In the 2026 season, Dobson was named NLL MVP, having set league records in both save percentage and goals against average.

== Statistics ==

=== NCAA ===

| Team | Season | GP | GS | Min. | Saves | Sv% | GAA |
|---|---|---|---|---|---|---|---|
| St. Bonaventure | 2019 | 11 | 7 | 396:27 | 118 | 0.557 | 14.24 |
| St. Bonaventure | 2020 | 5 | 5 | 257:12 | 63 | 0.488 | 15.41 |
| St. Bonaventure | 2021 | 10 | 10 | 599:43 | 136 | 0.599 | 9.10 |
| St.
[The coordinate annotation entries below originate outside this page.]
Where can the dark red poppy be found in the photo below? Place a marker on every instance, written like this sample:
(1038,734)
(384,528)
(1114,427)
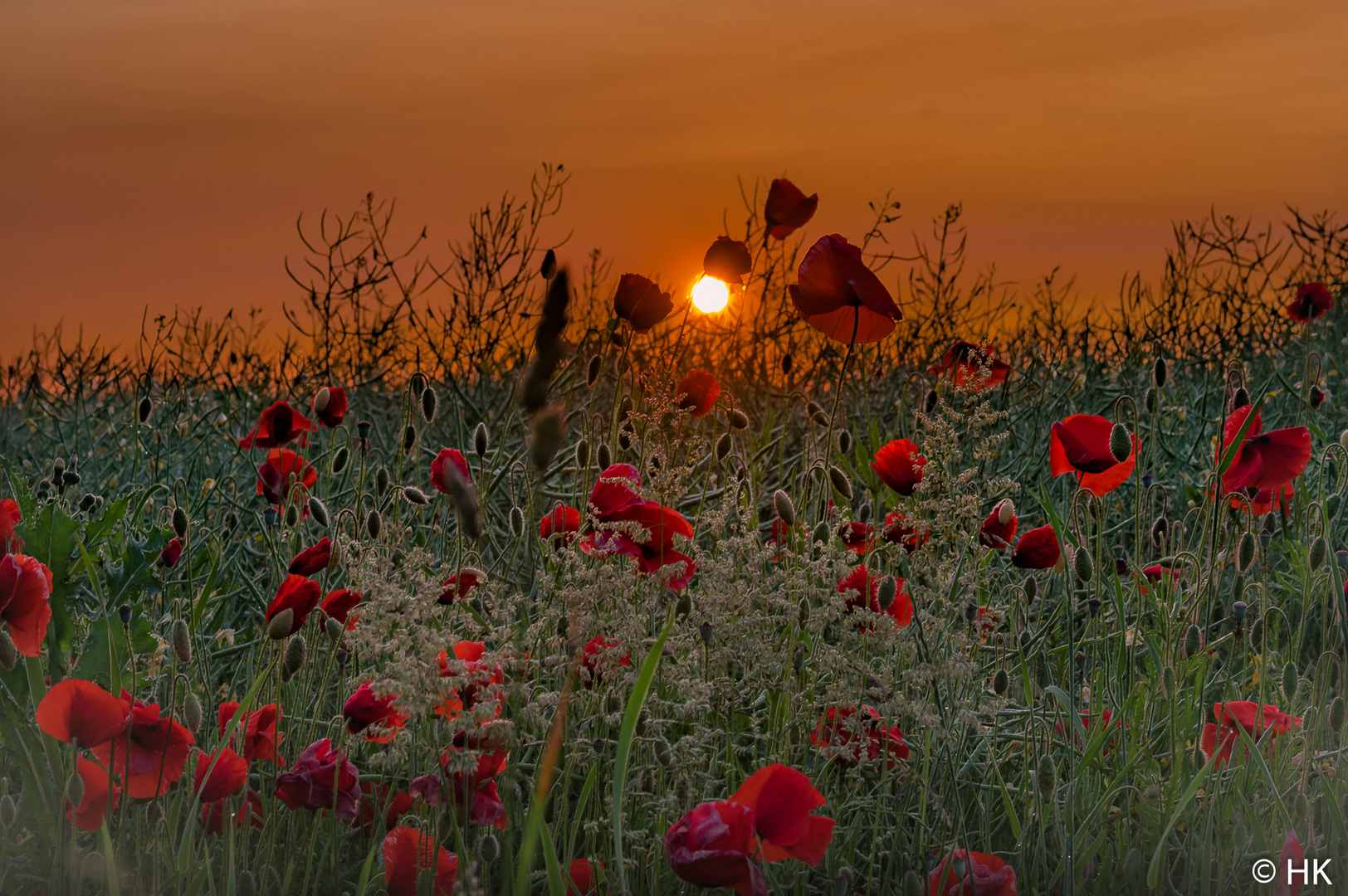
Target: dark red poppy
(340,604)
(697,392)
(93,803)
(838,295)
(449,462)
(26,601)
(408,852)
(330,406)
(849,736)
(999,528)
(728,261)
(1311,302)
(283,472)
(788,207)
(297,595)
(151,753)
(641,302)
(1265,460)
(218,775)
(313,559)
(321,779)
(81,713)
(278,426)
(365,708)
(900,465)
(968,874)
(967,364)
(1037,550)
(259,732)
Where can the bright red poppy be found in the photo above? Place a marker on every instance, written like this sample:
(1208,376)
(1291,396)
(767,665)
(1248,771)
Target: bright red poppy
(26,601)
(840,297)
(788,207)
(900,465)
(408,852)
(151,753)
(278,426)
(282,473)
(852,738)
(1311,302)
(330,406)
(641,302)
(313,559)
(972,367)
(365,708)
(321,779)
(968,874)
(93,803)
(1037,550)
(259,734)
(1080,445)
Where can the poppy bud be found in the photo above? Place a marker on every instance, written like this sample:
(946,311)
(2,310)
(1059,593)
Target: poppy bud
(842,484)
(784,507)
(183,641)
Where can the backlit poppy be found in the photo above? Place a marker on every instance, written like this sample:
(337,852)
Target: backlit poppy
(900,465)
(697,392)
(278,426)
(26,601)
(408,852)
(838,295)
(786,209)
(641,302)
(727,261)
(1080,445)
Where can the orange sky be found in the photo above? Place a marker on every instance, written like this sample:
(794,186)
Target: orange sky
(157,153)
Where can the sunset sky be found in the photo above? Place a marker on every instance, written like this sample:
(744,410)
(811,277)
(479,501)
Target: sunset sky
(158,153)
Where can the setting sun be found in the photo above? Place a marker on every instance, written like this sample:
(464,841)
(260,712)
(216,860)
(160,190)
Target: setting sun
(711,295)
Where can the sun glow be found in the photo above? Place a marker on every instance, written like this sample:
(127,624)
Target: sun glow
(711,295)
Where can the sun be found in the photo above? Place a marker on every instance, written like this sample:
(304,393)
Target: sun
(711,295)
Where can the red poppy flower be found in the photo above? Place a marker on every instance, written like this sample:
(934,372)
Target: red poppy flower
(283,472)
(227,777)
(313,559)
(786,209)
(1311,300)
(641,302)
(697,392)
(449,462)
(330,406)
(93,805)
(905,530)
(846,734)
(900,465)
(1037,550)
(1265,460)
(408,852)
(25,601)
(259,732)
(297,595)
(728,261)
(968,362)
(838,295)
(278,426)
(1080,445)
(999,528)
(319,772)
(151,753)
(364,708)
(564,522)
(968,874)
(81,713)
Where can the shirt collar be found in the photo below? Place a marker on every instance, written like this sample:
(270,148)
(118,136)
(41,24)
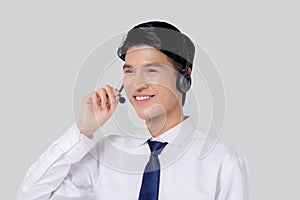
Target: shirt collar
(173,136)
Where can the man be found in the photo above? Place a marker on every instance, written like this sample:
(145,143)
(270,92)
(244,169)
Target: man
(158,64)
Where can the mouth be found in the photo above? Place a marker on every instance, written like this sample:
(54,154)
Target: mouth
(142,98)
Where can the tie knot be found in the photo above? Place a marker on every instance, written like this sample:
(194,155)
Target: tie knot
(156,147)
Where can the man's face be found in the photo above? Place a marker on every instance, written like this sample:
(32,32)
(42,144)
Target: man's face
(150,82)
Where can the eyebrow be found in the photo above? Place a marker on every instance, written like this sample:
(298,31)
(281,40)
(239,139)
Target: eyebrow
(126,66)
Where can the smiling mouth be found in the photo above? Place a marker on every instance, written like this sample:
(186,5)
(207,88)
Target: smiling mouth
(142,98)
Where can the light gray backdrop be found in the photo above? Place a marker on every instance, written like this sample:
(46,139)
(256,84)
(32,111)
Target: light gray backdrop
(255,45)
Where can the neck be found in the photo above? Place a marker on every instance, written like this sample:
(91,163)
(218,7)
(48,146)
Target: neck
(162,123)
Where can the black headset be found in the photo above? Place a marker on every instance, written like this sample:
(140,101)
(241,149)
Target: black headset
(183,81)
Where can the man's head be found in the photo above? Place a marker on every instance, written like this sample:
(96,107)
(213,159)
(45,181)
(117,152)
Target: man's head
(160,51)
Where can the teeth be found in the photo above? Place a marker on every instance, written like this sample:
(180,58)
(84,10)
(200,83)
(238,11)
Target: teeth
(139,98)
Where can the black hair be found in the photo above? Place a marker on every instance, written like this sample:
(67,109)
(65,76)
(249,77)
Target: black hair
(164,37)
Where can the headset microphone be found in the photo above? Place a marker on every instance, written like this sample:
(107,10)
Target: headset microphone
(122,100)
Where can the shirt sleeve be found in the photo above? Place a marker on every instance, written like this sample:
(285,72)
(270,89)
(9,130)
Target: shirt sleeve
(52,173)
(234,183)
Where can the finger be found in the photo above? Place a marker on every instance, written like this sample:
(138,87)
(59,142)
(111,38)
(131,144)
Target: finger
(95,99)
(109,92)
(103,98)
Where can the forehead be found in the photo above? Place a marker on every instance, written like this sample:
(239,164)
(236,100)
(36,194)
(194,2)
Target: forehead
(141,55)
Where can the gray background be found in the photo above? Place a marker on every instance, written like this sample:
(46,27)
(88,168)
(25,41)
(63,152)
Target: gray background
(254,45)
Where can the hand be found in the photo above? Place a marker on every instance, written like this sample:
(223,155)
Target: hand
(97,108)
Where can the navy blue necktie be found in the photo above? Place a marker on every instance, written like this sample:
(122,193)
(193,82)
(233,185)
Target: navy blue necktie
(150,183)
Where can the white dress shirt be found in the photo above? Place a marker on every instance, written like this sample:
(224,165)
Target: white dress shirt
(76,167)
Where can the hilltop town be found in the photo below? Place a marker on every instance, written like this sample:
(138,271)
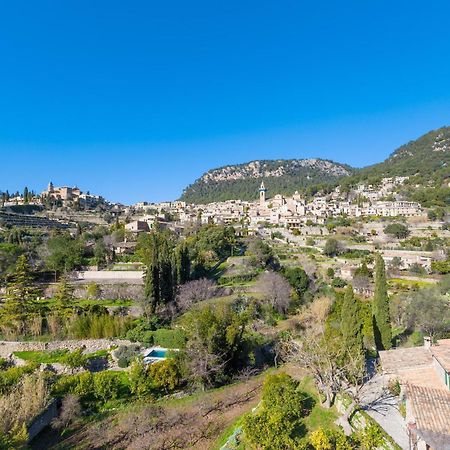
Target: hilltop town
(324,310)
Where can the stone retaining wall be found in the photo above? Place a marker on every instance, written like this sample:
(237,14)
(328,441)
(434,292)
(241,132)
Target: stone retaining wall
(91,345)
(122,291)
(44,419)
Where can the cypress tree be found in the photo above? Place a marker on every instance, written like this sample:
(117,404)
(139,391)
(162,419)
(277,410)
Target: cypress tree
(151,282)
(21,293)
(352,322)
(64,294)
(166,284)
(182,263)
(381,316)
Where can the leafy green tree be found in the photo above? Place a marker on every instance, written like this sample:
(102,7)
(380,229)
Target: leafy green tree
(8,256)
(298,279)
(107,385)
(381,315)
(140,383)
(215,342)
(428,311)
(165,375)
(278,422)
(64,295)
(65,253)
(331,247)
(261,253)
(397,230)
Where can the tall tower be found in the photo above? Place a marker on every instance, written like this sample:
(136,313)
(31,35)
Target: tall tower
(262,194)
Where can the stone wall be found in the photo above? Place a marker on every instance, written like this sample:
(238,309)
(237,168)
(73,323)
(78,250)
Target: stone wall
(91,345)
(122,291)
(44,419)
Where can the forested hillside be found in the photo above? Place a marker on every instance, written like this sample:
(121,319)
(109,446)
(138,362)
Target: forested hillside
(426,160)
(282,176)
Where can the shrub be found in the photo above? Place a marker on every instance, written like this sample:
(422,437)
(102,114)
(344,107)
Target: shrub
(397,230)
(75,359)
(93,291)
(169,338)
(332,247)
(11,377)
(106,385)
(81,384)
(338,282)
(165,375)
(97,326)
(125,354)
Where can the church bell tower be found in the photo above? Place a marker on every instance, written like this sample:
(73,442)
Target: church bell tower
(262,194)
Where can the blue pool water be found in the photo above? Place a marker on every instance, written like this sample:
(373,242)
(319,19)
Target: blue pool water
(157,354)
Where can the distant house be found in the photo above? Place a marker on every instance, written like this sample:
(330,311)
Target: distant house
(137,226)
(424,373)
Bonaventure | 2022 | 15 | 15 | 851:04 | 252 | 0.665 | 8.95 |
| Total |  | 41 | 37 | 2104:26 | 569 | 0.601 | 10.78 |

=== NLL ===

Brett Dobson: Regular Season; Playoffs
Season: Team; GP; Min; W; L; GA; GAA; Sv; Sv %; GP; Min; W; L; GA; GAA; Sv; Sv %
2023: Georgia Swarm; 18; 881:04; 8; 7; 157; 10.69; 555; 0.779; –; –; –; –; –; –; –; –
2024: Georgia Swarm; 18; 992:37; 10; 7; 185; 11.18; 658; 0.781; 1; 64:01; 0; 1; 10; 9.37; 49; 0.831
2025: Georgia Swarm; 18; 1,025:31; 9; 8; 202; 11.82; 652; 0.763; 1; 59:58; 0; 1; 11; 11.01; 47; 0.810
2026: Georgia Swarm; 18; 1,022:45; 11; 6; 134; 7.86; 742; 0.847; 4; 235:42; 2; 2; 44; 11.20; 176; 0.800
72; 3,921:57; 38; 28; 678; 10.37; 2,607; 0.794; 6; 359:41; 2; 4; 65; 10.84; 272; 0.807
Career Total:: 78; 4,281:38; 40; 32; 743; 10.41; 2,879; 0.795

=== PLL ===

Regular Season: Playoffs
Team: Season; GP; Saves; Sv%; SAA; SA; GA; 2ptGA; PPGA; GP; Saves; Sv%; SAA; SA; GA; 2ptGA; PPGA
Utah Archers: 2022; 1; 14; 51.9%; 13; 13; 13; 0; 1; -; -; -; -; -; -; -; -
Utah Archers: 2023; 10; 123; 58%; 10.4; 96; 89; 7; 8; 2; 36; 66.7%; 10; 20; 18; 2; 3
Utah Archers: 2024; 10; 147; 57.2%; 11.8; 120; 110; 10; 15; 2; 38; 80.9%; 4.5; 9; 9; 0; 0
Utah Archers: 2025; 10; 146; 59.1%; 11.1; 111; 101; 10; 7; -; -; -; -; -; -; -; -
Utah Archers: 2026; 10; 131; 59%; 9.7; 96; 91; 5; 10; 1; 17; 65.4%; 11; 11; 9; 2; 1
Total: 8.2; 112.2; 58.1%; 11.2; 87.2; 80.8; 6.4; 8.2; 1.7; 30.3; 71.7%; 8.5; 13.3; 12; 1.3; 1.3

== International career ==
Dobson made his international debut at the 2022 World Games, helping Canada win the gold medal. He backed up idol and mentor Dillon Ward in the 2023 World Lacrosse Championships, winning a silver medal.